LinuxQuestions.org

LinuxQuestions.org (/questions/)
-   Programming (http://www.linuxquestions.org/questions/programming-9/)
-   -   MD5 password changes checksum when entered into database. (http://www.linuxquestions.org/questions/programming-9/md5-password-changes-checksum-when-entered-into-database-106450/)

Pcghost 10-20-2003 05:02 PM

MD5 password changes checksum when entered into database.
 
When we enter a password into our php/html form, and then submit it to Mysql via an UPDATE query with the value hashed by Md5, the checksum in the database is shorter and completely different than the Md5 checksum that we echo on the page for testing.

My question. If a field length is shorter than the checksum submitted to it, will MySQL alter it or is the change taking place somewhere along the way? Has anyone ever seen this before? :confused: :study: :confused: :cry: :tisk: :) :scratch:

Kurt M. Weber 10-20-2003 05:14 PM

If the field length is to small, the data will be truncated to fit.

Meaning the broken sum stored in the database is useless. You just need to lengthen the field.

Pcghost 10-20-2003 06:26 PM

The strange part is it doesn't appear to be truncated as one would expect, it is a completly different checksum. When queried and compared to the longer one they match. This gets more confusing by the minute.

jim mcnamara 10-21-2003 09:02 AM

How did you define the column's datatype with the CREATE statement?

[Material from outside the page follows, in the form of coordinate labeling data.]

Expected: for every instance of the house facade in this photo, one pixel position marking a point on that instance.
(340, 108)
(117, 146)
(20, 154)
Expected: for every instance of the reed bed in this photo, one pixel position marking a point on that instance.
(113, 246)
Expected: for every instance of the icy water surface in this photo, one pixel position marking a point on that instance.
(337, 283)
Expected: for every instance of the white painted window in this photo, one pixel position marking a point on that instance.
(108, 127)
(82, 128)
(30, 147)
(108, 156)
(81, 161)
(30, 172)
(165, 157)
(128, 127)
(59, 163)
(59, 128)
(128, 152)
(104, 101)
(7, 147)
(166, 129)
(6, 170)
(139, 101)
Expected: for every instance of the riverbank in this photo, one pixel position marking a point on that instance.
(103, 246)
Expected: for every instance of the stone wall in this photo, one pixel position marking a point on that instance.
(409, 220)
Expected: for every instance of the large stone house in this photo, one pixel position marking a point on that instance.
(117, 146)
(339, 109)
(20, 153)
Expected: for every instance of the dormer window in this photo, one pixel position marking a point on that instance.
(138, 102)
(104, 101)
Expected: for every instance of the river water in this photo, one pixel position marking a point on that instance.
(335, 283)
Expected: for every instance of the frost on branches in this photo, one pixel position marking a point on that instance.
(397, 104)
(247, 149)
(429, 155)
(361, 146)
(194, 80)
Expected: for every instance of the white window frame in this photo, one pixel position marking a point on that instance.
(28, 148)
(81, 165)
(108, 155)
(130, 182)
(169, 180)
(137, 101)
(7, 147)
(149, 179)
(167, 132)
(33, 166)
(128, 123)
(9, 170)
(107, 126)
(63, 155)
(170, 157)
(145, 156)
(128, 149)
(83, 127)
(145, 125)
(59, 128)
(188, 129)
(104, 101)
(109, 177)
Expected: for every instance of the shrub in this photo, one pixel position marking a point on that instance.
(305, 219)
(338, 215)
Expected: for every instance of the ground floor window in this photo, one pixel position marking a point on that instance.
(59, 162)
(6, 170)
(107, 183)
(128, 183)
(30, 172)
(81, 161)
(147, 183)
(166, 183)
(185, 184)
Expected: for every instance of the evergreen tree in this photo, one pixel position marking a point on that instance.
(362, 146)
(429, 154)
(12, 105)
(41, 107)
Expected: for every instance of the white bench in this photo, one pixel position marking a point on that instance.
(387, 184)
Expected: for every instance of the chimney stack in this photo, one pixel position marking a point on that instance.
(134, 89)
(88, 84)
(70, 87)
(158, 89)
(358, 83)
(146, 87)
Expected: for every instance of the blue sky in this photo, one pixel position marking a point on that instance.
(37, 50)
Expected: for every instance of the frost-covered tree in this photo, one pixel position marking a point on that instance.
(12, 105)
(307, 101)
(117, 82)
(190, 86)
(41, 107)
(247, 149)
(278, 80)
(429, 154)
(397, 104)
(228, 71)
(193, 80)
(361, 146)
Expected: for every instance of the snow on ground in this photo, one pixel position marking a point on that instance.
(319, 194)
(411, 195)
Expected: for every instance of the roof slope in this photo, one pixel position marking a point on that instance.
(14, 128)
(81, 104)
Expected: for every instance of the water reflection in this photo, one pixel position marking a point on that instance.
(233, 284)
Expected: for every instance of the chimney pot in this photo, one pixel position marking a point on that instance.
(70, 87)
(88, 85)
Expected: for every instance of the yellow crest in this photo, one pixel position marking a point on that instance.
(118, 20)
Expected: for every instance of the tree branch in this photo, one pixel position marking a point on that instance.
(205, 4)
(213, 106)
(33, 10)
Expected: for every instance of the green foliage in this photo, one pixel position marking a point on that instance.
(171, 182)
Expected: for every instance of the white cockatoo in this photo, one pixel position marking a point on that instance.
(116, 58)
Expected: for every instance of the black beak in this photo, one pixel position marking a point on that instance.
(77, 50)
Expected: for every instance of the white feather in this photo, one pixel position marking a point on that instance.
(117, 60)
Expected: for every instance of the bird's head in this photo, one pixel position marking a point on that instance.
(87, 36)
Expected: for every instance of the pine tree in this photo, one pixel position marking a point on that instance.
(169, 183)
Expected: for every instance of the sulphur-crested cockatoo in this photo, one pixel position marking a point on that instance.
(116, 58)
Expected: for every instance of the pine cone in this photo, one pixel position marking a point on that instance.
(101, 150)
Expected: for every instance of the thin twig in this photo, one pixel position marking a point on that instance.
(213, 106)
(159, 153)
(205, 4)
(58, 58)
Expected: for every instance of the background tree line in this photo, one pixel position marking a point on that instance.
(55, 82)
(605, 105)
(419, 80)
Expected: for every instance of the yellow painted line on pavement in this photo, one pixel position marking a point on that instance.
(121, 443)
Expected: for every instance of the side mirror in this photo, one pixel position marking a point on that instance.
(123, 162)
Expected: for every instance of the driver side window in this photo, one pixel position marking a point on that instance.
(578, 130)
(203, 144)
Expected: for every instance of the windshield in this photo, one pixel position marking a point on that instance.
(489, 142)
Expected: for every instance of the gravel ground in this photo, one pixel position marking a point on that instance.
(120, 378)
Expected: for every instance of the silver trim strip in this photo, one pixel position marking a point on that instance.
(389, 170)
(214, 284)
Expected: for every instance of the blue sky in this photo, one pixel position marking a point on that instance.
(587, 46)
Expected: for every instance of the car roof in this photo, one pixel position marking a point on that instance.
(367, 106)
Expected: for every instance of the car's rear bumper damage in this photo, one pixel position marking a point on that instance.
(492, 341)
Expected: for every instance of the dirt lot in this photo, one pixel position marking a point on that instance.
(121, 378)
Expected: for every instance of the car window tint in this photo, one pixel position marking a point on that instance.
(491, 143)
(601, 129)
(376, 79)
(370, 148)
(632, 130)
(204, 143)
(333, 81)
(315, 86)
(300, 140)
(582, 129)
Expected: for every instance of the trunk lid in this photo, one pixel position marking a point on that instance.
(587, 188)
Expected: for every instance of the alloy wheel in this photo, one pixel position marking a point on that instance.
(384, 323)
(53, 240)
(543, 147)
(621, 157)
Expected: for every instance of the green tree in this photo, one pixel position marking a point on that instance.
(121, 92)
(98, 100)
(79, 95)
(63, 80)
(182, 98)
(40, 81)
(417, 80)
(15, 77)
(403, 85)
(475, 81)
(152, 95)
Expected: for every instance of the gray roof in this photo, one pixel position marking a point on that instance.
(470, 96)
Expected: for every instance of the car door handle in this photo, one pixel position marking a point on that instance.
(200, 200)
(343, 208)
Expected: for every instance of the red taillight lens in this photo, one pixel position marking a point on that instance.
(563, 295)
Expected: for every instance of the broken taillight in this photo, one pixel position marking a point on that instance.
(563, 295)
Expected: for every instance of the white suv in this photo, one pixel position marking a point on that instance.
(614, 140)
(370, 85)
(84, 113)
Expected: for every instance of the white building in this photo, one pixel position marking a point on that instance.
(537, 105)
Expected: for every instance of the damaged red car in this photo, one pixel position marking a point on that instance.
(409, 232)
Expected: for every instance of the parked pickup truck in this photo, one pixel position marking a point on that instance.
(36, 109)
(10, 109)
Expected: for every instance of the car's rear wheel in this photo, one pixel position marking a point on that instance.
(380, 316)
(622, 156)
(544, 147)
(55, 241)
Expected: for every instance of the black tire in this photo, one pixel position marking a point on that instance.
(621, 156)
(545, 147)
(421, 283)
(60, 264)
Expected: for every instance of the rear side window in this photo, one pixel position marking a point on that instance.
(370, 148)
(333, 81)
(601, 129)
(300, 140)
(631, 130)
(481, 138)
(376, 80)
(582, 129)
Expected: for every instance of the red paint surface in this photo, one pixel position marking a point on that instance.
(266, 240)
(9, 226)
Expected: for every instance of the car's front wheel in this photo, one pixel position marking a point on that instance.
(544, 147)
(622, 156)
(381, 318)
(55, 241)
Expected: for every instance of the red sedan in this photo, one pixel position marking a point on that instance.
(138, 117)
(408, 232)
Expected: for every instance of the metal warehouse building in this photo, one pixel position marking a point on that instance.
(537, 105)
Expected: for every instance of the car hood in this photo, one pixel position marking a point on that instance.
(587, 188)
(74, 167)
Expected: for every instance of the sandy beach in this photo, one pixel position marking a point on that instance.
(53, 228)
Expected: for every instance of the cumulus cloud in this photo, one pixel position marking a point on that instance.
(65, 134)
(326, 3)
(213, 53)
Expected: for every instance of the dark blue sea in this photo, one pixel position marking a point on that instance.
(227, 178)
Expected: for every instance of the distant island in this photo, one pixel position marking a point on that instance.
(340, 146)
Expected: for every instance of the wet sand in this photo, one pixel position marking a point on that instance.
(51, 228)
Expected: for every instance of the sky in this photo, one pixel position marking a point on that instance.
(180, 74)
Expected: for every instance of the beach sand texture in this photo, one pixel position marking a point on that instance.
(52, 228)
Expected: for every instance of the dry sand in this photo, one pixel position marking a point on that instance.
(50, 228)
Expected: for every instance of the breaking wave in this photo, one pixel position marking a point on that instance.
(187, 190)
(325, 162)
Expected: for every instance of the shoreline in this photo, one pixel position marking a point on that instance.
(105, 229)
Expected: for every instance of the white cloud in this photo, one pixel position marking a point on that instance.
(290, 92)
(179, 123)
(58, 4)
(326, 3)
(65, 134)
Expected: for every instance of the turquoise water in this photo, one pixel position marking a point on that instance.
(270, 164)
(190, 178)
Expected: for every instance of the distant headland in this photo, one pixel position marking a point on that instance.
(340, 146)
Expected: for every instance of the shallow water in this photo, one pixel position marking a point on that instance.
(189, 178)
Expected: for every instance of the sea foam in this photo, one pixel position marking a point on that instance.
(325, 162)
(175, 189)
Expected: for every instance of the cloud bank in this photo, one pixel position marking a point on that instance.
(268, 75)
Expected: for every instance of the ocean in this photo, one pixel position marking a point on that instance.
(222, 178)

Pcghost 10-21-2003 10:13 AM

It is a Varchar(16) field.

jim mcnamara 10-21-2003 11:04 AM

This is from RSA - part of a test suite for md5
Code:

static void MDString (string)
char *string;
{
  MD_CTX context;
  unsigned char digest[16];
  unsigned int len = strlen (string);

  MDInit (&context);
  MDUpdate (&context, string, len);
  MDFinal (digest, &context);

  printf ("MD%d (\"%s\") = ", MD, string);
  MDPrint (digest);
  printf ("\n");
}
/* Prints a message digest in hexadecimal.
 */
static void MDPrint (digest)
unsigned char digest[16];
{

  unsigned int i;

  for (i = 0; i < 16; i++)
 printf ("%02x", digest[i]);
}

unsigned char *digest[16];
Is the datatype - if you convert to signed accidentally you can have problems. Check your code and compiler defaults for signed/unsigned char

Pcghost 10-21-2003 11:37 AM

Sorry you lost me. What does that mean in laymans terms?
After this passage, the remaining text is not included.